Oracle has reported stagnant year-on-year total revenues for the second quarter at $9.6bn, although they were up 2% in constant currency. Oracle's much studied cloud revenues are still pretty opaque though, as they are combined with other business activities on the balance sheet.
The firm said “total cloud services and license support plus cloud license and on-premise license revenues” were up 1% to $7.9bn.
The only further breakdown given is that cloud services and license support revenues were $6.6bn (a 3% rise), while cloud license and on-premise license revenues were $1.2bn (a 9% decline).
Total GAAP operating income was up 2% to $3.1bn and the GAAP operating margin was 32% - which is relatively good. GAAP net income was up 5% to $2.3bn. GAAP earnings per share was up 18% to $0.61.
“Oracle’s two cloud ERP businesses, Fusion ERP and NetSuite ERP, delivered a combined revenue growth rate of 32% in Q2,” said Oracle CEO Mark Hurd. “With nearly 6,000 Fusion ERP customers and over 16,000 NetSuite ERP customers, Oracle is the clear leader in cloud ERP.”

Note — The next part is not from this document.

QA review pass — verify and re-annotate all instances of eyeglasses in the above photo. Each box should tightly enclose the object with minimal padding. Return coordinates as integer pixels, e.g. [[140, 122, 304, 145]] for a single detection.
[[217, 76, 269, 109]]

He added: “ERP has always been the largest segment of the enterprise applications business, so we have lots of room to grow as customers migrate from their traditional on-premise ERP to the Oracle Fusion ERP Cloud.”
In the context that Oracle has around 430,000 global customers though, it is clear that Oracle's main business is still very much in databases. The key to substantial overall growth for the company remains in converting these predominantly traditional database licenses to cloud ones.
Larry Ellison (pictured), Oracle CTO used the analyst briefing as a chance to hit out at Amazon:
Talking about Gartner analysis of the database market which puts Oracle top he said: "....ridiculously distant is Amazon who is making all the noise. We think we have -- we have a huge technology leadership in database over Amazon. And by the way, Amazon Aurora is just my sequel Open Source, and Amazon Redshift is also just a borrowed Open Source system. These are very old systems that Amazon took Open Source databases and gave them an Amazon name and put them on the Amazon Cloud."
"Now the beauty of what Amazon did is they put them on the Amazon cloud and they made them available on the cloud. They did that long before we made the Oracle database available on the cloud. But in terms of technology, there is no way that someone can move from an Oracle database to an Amazon database. It's just incredibly expensive and complicated and you've got to be willing to give up tons of reliability, tons of security, tons of performance to go ahead and do it. But we have a huge technology advantage."
"The problem is we have to deliver that autonomous database on first-class cloud infrastructure to be successful in the cloud business. We need more than just a great database. We have the best database but we also need first-class infrastructure to run that database on."